Past colour grading and other effects, you use an instance of Unicolor to convert from the chosen grading gamut/curve into the delivery gamut/curve - this is the upper part of the sandwich.
Pure ACES workflow:
Notice that Unicolour supports only spaces that can be described in math only as a gamut plus a curve. ACES does not fit into this description, plus described in math it is too complex so it requires the use of a LUT. Also, the ACES ODTs were designed to be output-only and do not work well in inverse mode.
But sometimes you may be requested to produce a pure ACES workflow. For example to produce identical result than other application that are also constrained to pure ACES specificatons. In this case the effects stack is pretty similar, but there will be some differences in order to complain with the ACES official workflow, with all its advantages and disadvantages. It would be as follows:
Do the extraction of each camera raw to ACES, typically by using the corresponding cameraParams effect set to ACES extraction, (if that is not available for your camera then do the extraction to the best supported standard and convert to ACES with an Unicolour effect). This step will also permit to equalise different cameras from different manufacturers as much as possible ( in a same lighting situation they should produce the same colours once they are converted to ACES , not counting lense and camera intrinsic differences like resolution, noise, etc).
The resulting image will be linear (as per the ACES standard), so it needs to be converted to a more suitable color space for color grading. The ACES official curve for this is ACES cc, so you will use the Unicolour effect to apply that curve
Apply the colour grading and normal effects
Apply ACES ODT effect, from ACES + ACES cc to the desired color space for the particular display.

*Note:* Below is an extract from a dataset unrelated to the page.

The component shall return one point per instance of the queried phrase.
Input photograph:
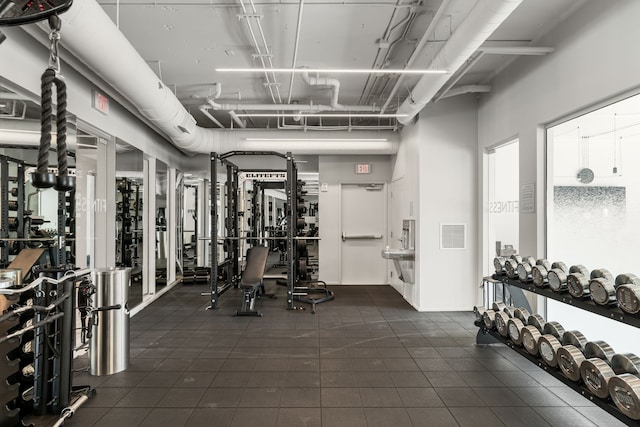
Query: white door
(363, 220)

Finally, if you want to produce a pure ACES master or a pure ACES version to collaborate with other ACES applications remove the ACES-ODT and put an Unicolour effect from ACES cc to ACES linear, so you can deliver in this format.
Notice that in this workflow , for deliveries as per the pure ACES specification, the upper Unicolor node converting from working space has been replaced by the Mistika ACES-ODT node. This node interpret the official ACES .ctl files from the different manufacturers. You can install additional .ctl files in the corresponding folder (ACES_V1.0).